Liderler bu vizyonun nasıl hayata geçirileceğini tartışmak üzere bir koordinasyon organı kurmaya hazırlanıyor.

Washington, Japonya ve Filipinler ile yeni Camp David’e hazırlanıyor

‘Japonya yeterince kullanılmayan bir kaynak’

Yetkili, ABD’nin Japonya’yı Amerika’nın savunma sanayi üssüne “entegre etmek” için büyük bir potansiyel gördüğünü söyledi.

Washington’daki Japon Büyükelçiliği bu haber için yorum yapmayı reddetti.

Buradaki hedefin, ABD kuvvetlerinin denizaşırı en büyük birliğinin bulunduğu Japonya’dan başlayarak müttefiklerin üretim kabiliyetlerinden faydalanmak olduğunu söyleyen yetkili, “Japonya’yı yeterince kullanılmayan bir kaynak olarak görüyoruz” dedi.
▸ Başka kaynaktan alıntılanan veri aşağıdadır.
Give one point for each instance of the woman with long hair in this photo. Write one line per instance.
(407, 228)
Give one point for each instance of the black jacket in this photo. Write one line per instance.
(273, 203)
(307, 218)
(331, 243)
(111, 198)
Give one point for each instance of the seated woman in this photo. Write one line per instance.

Japonya’nın üretiminin GSYİH’ye oranının ABD’nin iki katı olduğuna işaret eden yetkili, “Japonya’nın çok etkileyici bir sanayi tabanı var, ancak savunma tarafında ağırlığı az” dedi.

Japon tersaneleri ABD gemilerine hizmet verebilir

Japonya’nın savunma sanayi üssünün kullanımı gemi onarımlarıyla başlayacak. Biden ve Kishida’nın zirvede ABD Donanmasına ait savaş gemilerinin bakım, onarım ve revizyonlarının Japon özel tersanelerinde yapılması sürecini resmileştirmeleri bekleniyor.

ABD Donanması halihazırda Mitsubishi Heavy Industries’in Yokohama Tersanesi ve Makine Fabrikası’nda 2019 yılında USS Milius füze güdümlü muhribi ve bu yıl USNS Big Horn ikmal gemisi olmak üzere gemi onarımlarını denedi. Tokyo yakınlarındaki Kanagawa vilayetinde bulunan Yokohama tersanesi, Donanmanın Yokosuka üssüne yakın ve muhtemelen işbirliğinin bayrak taşıyıcısı olarak hizmet verecek.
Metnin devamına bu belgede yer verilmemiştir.